The primary objective of these interviews is to understand what kinds of assistance are needed by people with dementia and their families. This study shows that some of these needs are met more than others. A clinical psychologist conducted the interviews while old age psychiatrists conducted the caregiver interviews. MO, one of the authors of the Camberwell Assessment of Need for the Elderly, helped the interviewers develop rating criteria. Interviewers met with the research team monthly to discuss problems and improvements.

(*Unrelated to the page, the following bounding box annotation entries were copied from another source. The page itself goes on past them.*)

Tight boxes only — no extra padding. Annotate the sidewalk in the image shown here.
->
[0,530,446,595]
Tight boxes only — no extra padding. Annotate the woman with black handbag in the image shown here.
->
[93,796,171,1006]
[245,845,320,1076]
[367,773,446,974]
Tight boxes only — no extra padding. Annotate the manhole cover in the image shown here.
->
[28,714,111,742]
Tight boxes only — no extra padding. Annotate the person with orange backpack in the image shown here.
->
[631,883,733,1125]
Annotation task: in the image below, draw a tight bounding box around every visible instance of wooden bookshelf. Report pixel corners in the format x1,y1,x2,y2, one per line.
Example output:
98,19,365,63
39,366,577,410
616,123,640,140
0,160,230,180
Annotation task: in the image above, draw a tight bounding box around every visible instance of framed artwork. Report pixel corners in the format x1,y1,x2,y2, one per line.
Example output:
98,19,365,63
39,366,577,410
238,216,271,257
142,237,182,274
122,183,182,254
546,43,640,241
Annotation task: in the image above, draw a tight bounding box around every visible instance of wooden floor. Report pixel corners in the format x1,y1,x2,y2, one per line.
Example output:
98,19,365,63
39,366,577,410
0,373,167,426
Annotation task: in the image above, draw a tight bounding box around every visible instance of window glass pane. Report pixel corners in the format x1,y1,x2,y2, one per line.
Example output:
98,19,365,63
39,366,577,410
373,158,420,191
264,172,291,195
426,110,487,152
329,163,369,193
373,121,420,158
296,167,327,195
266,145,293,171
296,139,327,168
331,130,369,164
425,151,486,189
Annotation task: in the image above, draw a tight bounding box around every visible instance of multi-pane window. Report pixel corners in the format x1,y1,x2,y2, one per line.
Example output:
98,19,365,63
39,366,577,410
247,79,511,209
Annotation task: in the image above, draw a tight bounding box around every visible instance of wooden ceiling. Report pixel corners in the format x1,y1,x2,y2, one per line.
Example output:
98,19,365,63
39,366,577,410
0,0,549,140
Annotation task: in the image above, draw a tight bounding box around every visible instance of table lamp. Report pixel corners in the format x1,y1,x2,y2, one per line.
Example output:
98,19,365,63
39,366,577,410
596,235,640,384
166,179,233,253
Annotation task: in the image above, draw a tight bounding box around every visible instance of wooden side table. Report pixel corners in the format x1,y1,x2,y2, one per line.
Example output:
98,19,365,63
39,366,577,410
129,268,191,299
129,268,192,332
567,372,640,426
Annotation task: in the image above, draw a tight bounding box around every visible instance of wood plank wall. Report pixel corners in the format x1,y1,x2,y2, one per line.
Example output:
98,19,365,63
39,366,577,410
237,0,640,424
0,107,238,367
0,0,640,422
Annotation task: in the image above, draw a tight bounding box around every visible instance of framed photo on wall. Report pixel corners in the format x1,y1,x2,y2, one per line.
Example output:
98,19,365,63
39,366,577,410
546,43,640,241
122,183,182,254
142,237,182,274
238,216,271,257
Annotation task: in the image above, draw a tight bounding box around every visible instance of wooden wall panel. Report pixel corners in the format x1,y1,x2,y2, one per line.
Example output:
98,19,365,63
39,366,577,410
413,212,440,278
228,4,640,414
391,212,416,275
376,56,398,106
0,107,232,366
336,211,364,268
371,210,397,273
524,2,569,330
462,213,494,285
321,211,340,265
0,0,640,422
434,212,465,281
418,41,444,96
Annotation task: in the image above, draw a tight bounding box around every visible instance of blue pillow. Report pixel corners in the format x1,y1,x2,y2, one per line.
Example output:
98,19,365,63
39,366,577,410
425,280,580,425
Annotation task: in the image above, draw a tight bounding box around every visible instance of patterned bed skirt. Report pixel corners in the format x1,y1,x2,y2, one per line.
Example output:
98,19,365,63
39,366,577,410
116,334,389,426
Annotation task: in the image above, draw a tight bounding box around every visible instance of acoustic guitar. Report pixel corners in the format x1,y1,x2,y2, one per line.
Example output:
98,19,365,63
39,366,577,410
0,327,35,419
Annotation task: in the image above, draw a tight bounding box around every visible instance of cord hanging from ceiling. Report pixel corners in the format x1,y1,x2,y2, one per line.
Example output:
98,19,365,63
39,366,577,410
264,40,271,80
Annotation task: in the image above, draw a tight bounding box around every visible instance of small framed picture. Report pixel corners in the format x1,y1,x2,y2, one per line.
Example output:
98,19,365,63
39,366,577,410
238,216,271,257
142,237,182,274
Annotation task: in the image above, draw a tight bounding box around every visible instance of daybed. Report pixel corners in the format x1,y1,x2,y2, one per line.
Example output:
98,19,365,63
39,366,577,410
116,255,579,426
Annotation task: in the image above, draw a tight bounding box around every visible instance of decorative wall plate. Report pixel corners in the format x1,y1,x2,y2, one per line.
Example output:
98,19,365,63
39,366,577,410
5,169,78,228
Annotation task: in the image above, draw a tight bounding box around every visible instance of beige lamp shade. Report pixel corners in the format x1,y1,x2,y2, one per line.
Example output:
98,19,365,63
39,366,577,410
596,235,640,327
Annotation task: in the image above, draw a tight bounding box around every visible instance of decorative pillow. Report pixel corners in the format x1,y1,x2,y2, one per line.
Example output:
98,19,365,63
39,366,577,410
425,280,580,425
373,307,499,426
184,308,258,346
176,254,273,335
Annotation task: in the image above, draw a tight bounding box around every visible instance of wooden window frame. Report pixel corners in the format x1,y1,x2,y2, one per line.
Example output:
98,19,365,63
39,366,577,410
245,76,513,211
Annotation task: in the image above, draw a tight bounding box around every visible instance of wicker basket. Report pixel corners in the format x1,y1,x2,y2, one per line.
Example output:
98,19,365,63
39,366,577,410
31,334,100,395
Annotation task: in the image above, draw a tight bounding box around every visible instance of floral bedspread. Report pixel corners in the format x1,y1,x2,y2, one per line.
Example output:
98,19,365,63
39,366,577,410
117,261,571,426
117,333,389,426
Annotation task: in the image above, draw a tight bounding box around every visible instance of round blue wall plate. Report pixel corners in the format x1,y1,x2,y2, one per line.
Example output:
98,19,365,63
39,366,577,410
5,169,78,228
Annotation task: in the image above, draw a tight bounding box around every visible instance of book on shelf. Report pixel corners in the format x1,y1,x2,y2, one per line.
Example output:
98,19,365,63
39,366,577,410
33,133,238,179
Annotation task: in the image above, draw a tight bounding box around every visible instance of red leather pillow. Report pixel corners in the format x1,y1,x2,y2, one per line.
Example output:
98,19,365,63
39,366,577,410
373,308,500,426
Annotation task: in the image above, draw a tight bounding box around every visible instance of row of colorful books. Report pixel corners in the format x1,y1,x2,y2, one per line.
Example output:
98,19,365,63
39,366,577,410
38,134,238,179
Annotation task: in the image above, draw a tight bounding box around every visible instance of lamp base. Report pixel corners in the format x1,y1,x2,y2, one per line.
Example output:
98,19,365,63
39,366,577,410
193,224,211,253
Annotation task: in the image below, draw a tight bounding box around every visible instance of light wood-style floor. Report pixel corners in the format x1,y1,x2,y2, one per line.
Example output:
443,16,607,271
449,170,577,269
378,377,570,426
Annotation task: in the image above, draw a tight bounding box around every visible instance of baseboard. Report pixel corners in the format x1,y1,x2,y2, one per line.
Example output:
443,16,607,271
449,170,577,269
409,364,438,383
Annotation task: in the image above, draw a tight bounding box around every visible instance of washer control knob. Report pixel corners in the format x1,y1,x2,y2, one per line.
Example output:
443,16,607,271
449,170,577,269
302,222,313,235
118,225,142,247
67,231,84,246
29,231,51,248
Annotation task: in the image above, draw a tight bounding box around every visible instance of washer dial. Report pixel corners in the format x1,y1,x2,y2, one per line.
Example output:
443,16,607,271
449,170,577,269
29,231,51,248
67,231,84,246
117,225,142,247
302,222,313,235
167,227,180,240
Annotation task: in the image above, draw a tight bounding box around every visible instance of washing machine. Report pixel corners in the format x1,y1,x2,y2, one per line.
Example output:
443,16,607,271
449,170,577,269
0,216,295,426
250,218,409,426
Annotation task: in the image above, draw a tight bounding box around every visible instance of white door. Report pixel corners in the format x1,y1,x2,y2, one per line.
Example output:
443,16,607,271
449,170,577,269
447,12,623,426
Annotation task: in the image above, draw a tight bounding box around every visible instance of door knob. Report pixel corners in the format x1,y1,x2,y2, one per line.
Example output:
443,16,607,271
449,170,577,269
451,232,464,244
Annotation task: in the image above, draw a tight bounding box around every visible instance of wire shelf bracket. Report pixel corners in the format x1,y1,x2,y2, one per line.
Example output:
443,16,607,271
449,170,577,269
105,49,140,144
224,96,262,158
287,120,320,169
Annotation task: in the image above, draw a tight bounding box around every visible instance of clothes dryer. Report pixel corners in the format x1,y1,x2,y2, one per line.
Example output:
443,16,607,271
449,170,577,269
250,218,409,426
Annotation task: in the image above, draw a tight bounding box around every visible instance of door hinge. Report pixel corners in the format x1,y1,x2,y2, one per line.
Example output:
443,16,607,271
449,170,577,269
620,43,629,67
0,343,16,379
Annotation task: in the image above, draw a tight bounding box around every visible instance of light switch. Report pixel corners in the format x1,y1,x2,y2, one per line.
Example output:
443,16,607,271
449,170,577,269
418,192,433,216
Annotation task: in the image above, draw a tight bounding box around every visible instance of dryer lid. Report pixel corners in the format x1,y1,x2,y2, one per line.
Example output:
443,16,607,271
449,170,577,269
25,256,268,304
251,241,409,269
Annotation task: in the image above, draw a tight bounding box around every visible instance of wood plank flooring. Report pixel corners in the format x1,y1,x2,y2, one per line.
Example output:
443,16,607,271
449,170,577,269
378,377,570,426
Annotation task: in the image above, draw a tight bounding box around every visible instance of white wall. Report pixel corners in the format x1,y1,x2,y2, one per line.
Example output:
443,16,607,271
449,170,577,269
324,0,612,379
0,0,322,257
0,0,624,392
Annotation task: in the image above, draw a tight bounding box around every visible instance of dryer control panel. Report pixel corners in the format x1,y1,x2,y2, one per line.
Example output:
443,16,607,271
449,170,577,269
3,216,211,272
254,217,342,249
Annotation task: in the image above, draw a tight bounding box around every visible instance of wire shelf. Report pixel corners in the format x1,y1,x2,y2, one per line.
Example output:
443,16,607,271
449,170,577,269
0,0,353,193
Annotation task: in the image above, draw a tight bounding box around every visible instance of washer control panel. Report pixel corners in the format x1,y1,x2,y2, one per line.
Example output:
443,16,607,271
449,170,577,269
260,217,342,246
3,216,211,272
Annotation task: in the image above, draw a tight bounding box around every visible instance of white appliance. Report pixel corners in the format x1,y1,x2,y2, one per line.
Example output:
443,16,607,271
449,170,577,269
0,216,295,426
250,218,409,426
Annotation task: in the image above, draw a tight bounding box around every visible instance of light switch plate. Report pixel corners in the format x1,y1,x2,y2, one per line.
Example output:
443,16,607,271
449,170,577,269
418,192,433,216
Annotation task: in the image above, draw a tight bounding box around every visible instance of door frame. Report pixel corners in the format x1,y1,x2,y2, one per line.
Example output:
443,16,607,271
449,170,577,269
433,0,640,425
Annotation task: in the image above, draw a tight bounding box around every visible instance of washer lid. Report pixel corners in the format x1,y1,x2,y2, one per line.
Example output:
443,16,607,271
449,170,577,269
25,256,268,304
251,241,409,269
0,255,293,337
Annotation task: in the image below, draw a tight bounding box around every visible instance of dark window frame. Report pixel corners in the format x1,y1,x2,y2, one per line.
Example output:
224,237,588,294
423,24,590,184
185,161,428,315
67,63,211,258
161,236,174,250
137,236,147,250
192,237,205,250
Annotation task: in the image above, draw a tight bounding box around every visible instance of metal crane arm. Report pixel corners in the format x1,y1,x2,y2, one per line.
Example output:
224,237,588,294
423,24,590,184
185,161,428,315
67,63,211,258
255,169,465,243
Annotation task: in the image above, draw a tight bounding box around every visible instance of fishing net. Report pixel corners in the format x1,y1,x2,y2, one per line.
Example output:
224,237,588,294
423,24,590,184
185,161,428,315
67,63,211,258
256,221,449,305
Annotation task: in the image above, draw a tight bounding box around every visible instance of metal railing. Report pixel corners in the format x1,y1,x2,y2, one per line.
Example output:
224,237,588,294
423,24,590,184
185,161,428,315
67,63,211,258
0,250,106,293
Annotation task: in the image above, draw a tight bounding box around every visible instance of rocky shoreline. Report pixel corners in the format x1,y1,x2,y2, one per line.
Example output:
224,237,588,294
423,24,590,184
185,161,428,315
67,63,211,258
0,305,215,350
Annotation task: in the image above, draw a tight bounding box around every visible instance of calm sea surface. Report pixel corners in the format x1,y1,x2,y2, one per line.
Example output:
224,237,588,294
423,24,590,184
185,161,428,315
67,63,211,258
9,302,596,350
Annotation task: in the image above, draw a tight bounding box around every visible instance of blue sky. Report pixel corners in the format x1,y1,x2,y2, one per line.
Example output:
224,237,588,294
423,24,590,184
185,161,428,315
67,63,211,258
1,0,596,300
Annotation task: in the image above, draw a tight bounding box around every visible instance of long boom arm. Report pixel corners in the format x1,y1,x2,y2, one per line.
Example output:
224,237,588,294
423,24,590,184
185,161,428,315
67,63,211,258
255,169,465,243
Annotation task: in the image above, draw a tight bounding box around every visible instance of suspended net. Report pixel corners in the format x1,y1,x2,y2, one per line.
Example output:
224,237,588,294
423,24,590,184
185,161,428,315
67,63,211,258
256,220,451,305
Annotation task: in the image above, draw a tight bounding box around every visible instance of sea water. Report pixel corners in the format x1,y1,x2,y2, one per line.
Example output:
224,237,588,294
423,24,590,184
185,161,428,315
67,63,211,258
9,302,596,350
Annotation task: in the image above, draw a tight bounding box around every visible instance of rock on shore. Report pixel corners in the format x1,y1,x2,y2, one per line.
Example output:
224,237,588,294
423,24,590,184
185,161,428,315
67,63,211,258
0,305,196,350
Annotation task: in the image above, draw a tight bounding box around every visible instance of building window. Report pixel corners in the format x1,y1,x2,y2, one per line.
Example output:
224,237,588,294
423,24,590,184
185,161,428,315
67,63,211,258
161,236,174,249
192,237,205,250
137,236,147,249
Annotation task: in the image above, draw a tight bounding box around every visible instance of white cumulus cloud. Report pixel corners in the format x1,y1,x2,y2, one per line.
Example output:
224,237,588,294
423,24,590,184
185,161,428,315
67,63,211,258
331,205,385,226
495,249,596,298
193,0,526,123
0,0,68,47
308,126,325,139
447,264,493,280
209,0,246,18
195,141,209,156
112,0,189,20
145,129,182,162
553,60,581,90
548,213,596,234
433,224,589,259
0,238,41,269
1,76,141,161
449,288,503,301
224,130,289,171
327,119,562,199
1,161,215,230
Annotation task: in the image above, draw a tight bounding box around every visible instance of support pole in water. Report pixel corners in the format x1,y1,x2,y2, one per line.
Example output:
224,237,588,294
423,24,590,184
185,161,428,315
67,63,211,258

Among the basic needs of people with dementia, memory, and the care of the home were the most frequently reported. Professionals and caregivers agreed more often on these needs than did people with dementia. A high degree of agreement indicates a good agreement between the two groups. While professional care providers and family caregivers may take the needs of the dementia patient into account more than the carers, it does not mean that they are equal.
One of the best things you can do to help your loved one with dementia is to avoid being impatient. These patients tend to repeat things or misidentify people. You can’t always control their behaviors, but you can try to avoid getting frustrated. Try to keep them occupied with work or conversation. If your loved one becomes agitated, distract them with an activity or agree to do the task together.
The person with dementia may become angry and refuse to do something. If possible, wait 20 minutes before asking for more time to complete the task. If they get angry again twenty minutes later, you’ll likely get different results. Music is another helpful distraction. It can lighten their mood and encourage them to accept help. They may even start singing. The goal is to make their days less stressful.
If your loved one has dementia, it’s essential to set limits. If possible, limit their access to dangerous items, such as toxic materials and laundry. Also, keep them away from things like guns and bicycles. You can install child-proof latches on cabinets. This way, they can’t accidentally open them and hurt themselves. So, if you want to help your loved one stay healthy and safe at home, avoid being impatient and try to keep your cool.
Remember that the elderly and those with dementia can make mistakes, so make sure they do not fall. Install safety bars or mats in the bathroom. If your loved one has difficulty recognizing people, they may think of strangers as intruders. Lock medicine cabinets and put up a daily medication list. Remove tripping hazards such as rugs or step ladders. Also, remove sharp objects or shards of glass from countertops and tables.
Keeping conversations meaningful can go a long way. Even though dementia patients have trouble connecting with others, they are still able to gain a great deal from social interactions. Try to engage in meaningful conversations with your loved one. To engage them in meaningful conversations, try to use nonverbal cues, such as nodding or responding to validate. This can go a long way in helping your loved one feel valued.
Providing care can be physically and mentally draining. Although you have no control over the condition, you should still remain realistic about what you can and cannot do. There may come a time when the person with dementia outgrows your ability to provide care. Then you will have to decide whether to seek outside assistance or continue caring for your loved one. The best way to deal with this situation is to remain calm, be patient, and make sure that the elderly person gets the attention they need.